Tiga Puluh Dua: Bukan Hanya

5.6K 1.2K 172
                                    

Now Playing: Pelukku Untuk Pelikmu - Fiersa Besari

***

"Kamu menghancurkan aku. Menghancurkan semua yang aku cintai, dan sekarang aku akan memperlihatkan kepadamu bagaimana duniamu akan berubah. Menjadi suatu dunia, yang bahkan akan kau sesali hidup di dalamnya."

***

Ochi menghela napas, lantas berpandangan dengan Tama yang sama terdiamnya. Mereka menatap lurus ke satu arah, ke Alwan yang masih bungkam di depan jendela besar. Pemuda itu menolak di dekati siapapun, bahkan dengan sang Mama. Meski begitu, tetap saja keduanya memilih untuk tetap di lantai 2. Selain menjaga Alwan takut-takut melakukan hal aneh, mereka enggan melihat kekacauan di lantai bawah. Kekacauan yang bukan karena tindakan fisik melainkan mental.

Tepat setelah Alwan menghajar Dikta yang jelas membuat semuanya terkesiap, Aldi dengan cepat mengambil alih. Alwan memang tak mengatakan apapun apa yang ia lihat selama terdiam tadi, namun dari reaksinya siapapun akan tau bahwa Dikta juga terlibat. Seseorang yang mungkin akan paling minim dicurigai terlibat pula. Paman yang amat sangat dipercaya Alwan dari anggota keluarga lain dari pihak ayahnya. Nyatanya, takdir begitu kejam untuk menyembunyikan tindakan kejam Dikta dalam topeng baiknya.

Tak lama beberapa polisi datang, berhasil membuat Nyonya Kusuma hampir pingsan melihat kedua putranya digiring masuk ke mobil polisi. Sementara itu, Ina hanya bisa terduduk masih kaget akan apa yang ia ketahui. Benar-benar tak menyangka bahwa kedua kakaknya lah yang menghabisi nyawa saudara mereka sendiri, lantas menudingnya ke Naya.

"Gue angkat telpon dulu ya," pamit Tama setelah ponselnya bergetar, menunjukkan panggilan masuk dari ayahnya. Ia menghela napas, menepuk pundak Ochi seolah menyuruhnya untuk segera mendekati Alwan. Tindakan yang  hanya dibalas anggukan ragu-ragu dari Ochi.


Ketika Tama berbalik menjauh, Alwan membalikkan badan menatap Ochi sekilas dengan tatapan datar. Jenis tatapan yang pertama kali pemuda itu perlihatkan semenjak mereka menyadari mereka adalah sahabat kecil. Pemuda itu tak mengatakan apa-apa, melirik sekilas lantas menghela napas berat dan kembali menatap ke luar. Tindakan yang membuat Ochi mau tak mau mendekat.

"Kenapa?" tanya Ochi setelah dirinya berhasil mendekat, Alwan tak lagi menolak secara defensif. Namun Ochi menyadari masih ada sisa sisa kemarahan di dasar hati Alwan. "Lo hebat hari ini, udah berhasil mengungkap kematian ayah lo. Sekarang kita tau, kecelakaan itu kesalahan siapa."

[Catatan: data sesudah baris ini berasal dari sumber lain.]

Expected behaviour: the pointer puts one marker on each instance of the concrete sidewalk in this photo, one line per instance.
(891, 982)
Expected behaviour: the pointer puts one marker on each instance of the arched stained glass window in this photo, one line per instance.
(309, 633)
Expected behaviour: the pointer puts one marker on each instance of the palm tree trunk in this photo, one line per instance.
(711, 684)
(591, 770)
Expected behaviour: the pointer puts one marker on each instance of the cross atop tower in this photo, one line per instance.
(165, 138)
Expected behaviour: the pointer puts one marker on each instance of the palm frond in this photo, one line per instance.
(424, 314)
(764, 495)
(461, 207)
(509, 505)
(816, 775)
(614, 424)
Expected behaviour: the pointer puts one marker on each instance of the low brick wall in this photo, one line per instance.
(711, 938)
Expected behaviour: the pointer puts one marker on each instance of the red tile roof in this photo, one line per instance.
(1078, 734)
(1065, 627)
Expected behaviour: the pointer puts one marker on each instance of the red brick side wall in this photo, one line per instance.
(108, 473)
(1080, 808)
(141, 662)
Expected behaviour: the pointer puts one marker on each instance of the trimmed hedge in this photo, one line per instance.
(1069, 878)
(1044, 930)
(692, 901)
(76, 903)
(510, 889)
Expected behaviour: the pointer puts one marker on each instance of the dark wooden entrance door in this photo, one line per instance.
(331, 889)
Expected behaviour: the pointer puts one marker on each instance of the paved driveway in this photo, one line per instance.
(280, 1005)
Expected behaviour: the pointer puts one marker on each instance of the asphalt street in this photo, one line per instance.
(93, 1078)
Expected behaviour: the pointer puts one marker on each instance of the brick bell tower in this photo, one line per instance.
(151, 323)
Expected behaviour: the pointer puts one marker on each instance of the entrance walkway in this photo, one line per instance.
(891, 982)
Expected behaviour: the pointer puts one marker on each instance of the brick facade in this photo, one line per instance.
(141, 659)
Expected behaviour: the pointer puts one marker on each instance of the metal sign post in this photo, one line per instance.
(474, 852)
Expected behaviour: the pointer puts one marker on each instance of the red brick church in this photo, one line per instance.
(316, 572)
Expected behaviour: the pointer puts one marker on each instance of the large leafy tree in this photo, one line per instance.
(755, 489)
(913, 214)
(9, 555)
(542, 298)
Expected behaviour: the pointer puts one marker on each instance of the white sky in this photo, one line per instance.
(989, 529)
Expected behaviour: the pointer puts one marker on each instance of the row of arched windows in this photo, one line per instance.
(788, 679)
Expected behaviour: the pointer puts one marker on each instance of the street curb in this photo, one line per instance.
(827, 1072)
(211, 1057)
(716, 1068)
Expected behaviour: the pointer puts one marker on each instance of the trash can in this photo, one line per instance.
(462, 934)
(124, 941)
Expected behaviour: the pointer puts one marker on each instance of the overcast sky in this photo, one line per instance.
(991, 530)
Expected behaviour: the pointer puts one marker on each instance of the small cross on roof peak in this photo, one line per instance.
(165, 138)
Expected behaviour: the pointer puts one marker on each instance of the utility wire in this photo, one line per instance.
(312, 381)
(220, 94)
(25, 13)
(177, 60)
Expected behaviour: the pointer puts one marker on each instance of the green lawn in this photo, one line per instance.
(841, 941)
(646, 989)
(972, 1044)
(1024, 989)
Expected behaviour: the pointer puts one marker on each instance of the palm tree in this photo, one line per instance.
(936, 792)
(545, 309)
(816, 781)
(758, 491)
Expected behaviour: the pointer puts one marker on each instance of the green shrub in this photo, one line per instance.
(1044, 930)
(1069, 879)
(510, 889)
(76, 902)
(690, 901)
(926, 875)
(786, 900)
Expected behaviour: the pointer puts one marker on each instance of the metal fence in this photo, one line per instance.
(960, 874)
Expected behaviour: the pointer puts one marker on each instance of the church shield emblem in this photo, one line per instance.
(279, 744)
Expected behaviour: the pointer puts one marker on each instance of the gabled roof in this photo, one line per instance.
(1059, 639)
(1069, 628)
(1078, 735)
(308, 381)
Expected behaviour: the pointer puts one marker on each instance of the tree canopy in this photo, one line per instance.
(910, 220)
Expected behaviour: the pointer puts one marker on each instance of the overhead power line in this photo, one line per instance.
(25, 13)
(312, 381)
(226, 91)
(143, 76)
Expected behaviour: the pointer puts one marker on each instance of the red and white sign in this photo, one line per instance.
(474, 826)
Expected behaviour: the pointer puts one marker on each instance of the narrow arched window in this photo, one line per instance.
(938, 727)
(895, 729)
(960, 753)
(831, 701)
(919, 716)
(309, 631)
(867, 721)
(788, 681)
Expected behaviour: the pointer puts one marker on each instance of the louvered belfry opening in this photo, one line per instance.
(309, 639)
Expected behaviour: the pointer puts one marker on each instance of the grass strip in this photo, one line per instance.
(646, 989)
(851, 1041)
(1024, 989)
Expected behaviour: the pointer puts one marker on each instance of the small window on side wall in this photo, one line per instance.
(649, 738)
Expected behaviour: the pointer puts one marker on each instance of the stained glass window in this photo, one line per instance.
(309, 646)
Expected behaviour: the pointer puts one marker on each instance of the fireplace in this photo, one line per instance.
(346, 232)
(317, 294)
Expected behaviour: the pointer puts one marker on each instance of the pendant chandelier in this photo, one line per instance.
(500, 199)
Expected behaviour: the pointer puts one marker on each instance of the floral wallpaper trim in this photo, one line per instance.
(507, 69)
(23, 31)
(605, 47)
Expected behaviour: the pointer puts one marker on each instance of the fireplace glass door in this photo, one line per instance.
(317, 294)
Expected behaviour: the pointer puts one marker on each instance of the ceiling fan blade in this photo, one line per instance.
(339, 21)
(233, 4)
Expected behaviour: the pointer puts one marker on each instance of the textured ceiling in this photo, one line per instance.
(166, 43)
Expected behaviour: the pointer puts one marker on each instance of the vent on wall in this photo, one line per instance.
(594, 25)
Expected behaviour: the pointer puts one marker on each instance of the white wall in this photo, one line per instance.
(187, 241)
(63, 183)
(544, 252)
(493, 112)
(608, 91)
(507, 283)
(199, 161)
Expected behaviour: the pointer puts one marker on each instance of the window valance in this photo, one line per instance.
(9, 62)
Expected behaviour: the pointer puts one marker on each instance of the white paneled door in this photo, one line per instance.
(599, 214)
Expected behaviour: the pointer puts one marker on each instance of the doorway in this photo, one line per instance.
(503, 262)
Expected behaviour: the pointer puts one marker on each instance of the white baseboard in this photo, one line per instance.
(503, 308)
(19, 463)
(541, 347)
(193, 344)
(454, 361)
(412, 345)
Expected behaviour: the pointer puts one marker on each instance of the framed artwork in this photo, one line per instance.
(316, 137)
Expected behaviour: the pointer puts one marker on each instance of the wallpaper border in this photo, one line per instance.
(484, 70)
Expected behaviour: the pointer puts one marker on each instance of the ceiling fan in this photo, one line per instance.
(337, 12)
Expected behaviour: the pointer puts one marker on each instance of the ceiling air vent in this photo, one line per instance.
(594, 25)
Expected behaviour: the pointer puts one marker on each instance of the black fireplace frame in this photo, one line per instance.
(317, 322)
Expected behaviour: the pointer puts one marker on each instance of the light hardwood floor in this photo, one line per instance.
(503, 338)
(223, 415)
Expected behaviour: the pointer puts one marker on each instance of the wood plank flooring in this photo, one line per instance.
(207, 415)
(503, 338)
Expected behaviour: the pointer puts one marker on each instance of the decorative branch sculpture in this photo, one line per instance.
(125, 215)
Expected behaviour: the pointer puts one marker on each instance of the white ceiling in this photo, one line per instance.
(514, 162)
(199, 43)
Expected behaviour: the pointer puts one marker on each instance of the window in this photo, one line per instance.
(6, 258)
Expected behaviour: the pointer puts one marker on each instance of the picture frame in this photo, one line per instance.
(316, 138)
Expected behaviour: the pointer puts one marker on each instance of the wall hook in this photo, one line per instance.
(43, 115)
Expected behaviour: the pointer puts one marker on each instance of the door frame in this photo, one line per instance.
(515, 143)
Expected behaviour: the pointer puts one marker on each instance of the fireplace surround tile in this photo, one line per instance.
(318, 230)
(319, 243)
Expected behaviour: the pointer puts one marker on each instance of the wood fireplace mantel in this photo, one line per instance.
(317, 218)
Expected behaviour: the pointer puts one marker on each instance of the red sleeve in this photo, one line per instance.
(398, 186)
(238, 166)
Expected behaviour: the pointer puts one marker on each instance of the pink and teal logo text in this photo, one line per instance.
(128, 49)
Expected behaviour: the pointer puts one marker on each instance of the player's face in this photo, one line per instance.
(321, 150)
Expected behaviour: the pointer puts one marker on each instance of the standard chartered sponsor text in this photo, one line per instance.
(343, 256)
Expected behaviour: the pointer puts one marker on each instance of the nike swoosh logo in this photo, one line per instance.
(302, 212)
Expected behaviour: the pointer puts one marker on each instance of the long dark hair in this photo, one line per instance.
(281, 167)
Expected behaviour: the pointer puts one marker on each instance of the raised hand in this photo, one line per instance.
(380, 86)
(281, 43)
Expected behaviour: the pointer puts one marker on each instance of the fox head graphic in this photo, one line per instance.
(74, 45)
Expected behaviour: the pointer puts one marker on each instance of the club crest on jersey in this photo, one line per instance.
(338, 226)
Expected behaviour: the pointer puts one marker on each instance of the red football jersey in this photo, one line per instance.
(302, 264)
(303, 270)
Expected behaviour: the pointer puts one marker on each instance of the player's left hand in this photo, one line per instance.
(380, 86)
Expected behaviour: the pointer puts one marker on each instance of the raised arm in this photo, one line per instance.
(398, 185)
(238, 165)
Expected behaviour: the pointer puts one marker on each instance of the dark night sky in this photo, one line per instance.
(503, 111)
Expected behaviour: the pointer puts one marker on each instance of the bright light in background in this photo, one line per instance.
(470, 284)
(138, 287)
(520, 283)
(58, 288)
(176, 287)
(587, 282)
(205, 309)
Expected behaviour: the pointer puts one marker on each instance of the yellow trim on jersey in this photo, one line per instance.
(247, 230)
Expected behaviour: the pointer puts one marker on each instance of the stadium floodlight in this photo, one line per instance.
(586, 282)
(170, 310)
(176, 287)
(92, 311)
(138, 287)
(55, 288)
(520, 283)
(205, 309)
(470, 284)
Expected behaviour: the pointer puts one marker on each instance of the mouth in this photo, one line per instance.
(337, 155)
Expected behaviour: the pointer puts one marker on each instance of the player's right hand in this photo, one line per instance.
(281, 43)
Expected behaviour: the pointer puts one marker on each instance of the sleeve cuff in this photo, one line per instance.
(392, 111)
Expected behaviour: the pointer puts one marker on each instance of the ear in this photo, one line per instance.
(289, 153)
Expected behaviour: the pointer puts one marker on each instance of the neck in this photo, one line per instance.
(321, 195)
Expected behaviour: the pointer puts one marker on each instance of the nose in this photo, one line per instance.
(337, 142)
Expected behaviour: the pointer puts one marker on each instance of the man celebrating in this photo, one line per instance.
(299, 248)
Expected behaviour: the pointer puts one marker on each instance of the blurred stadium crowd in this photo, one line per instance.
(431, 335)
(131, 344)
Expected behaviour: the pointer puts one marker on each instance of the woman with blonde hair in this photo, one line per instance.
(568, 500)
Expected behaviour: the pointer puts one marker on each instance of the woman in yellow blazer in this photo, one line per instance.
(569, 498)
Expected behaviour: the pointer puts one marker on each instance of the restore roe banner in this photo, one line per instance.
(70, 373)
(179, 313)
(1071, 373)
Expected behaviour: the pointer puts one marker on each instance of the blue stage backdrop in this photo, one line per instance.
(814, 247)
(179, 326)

Alwan tak menjawab, membiarkan Ochi mengusak rambutnya pelan.Helaan napas kembali keluar dari celah bibirnya, tangannya mendadak mengepal seolah luapan emosi itu kembali namun berusaha keras ditahan Alwan.

"Boleh lihat luka lo dari kecelakaan itu gak?"

Pertanyaan Ochi berhasil membuat Alwan mengalihkan atensi. "Luka?" tanyanya tak paham akan maksud perkataan Ochi. Sahabatnya itu mengangguk, semakin membuat dahi Alwan berkerut bingung. "Tapi, kenapa?"

"Gue mau lihat berapa kali lo butuh kami, tapi kami tidak ada disana." Ochi menarik senyum miris, berhasil membuat Alwan terdiam. Pemuda itu menegakkan badan berhadapan dengan Ochi, ragu-ragu tangannya terangkat ke poni yang selama ini menutupi keningnya.

"Gue cuman bisa ngelihatin- Eh, kenapa nangis?"

Alwan panik, ketika Ochi mendadak meneteskan air mata ketika melihat lukanya. Lantas luka panjang yang tergurat jelas di kening Alwan kembali tertutup poninya. Ochi menggeleng, seolah memberi tanda bahwa ia baik-baik saja ketika menyadari tatapan kebingungan Alwan. Ia hanya merasa sedih, teringat bagaimana kondisi Alwan setelah kecelakaan itu. Terbaring di ranjang rumah sakit, dengan kondisi yang teramat parah.